Look across the pond and the contrast is stark. American public markets are currently running what can only be described as a full-blown IPO bonanza, listing companies at a pace that creates genuine exit optionality for venture-backed businesses, real liquidity for investors, and that three-letter metric every LP whispers about in their sleep: DPI. The US public market is not merely a destination; it is a wealth-creation machine running at full tilt. Europe, by contrast, is enduring what can charitably be described as a dry spell. Domestic listings are sparse, and a growing number of the continent’s most ambitious publicly listed companies are actively choosing to migrate to US exchanges. It is not a great look when your crown jewels prefer someone else’s display case.
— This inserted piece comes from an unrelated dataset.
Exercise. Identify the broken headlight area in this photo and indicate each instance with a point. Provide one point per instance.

The underlying problem is as much cultural as it is structural. Entrepreneurs across the continent increasingly do not view a European IPO as a credible, let alone desirable, option. The reasons are well-rehearsed: fragmented markets, shallow liquidity, anaemic analyst coverage, a regulatory environment that can generously be described as thorough, and an investment culture that leans towards prudence over ambition. In Europe, we celebrate profitability. In the US, they celebrate world domination (preferably before lunch).

This creates a compounding asymmetry. The US enjoys a deep, liquid, risk-tolerant capital market that rewards scale and vision in a way European markets simply do not. European companies, meanwhile, are too often deprived of robust liquidity pathways, which dampens incentives across the entire venture ecosystem. Without reliable exit routes, capital recycles more slowly. Without recycled capital, fewer bold bets get placed. Without bold bets, ecosystems stagnate. It’s not that Europe lacks talent or innovation, it lacks the mechanisms and, frankly, the collective conviction to translate those inputs into outsized outcomes.

None of this is unfixable. But it does require us to stop admiring the problem and start dismantling it, before the next generation of European founders quite reasonably concludes that the only door worth walking through is the one marked: Departures, JFK.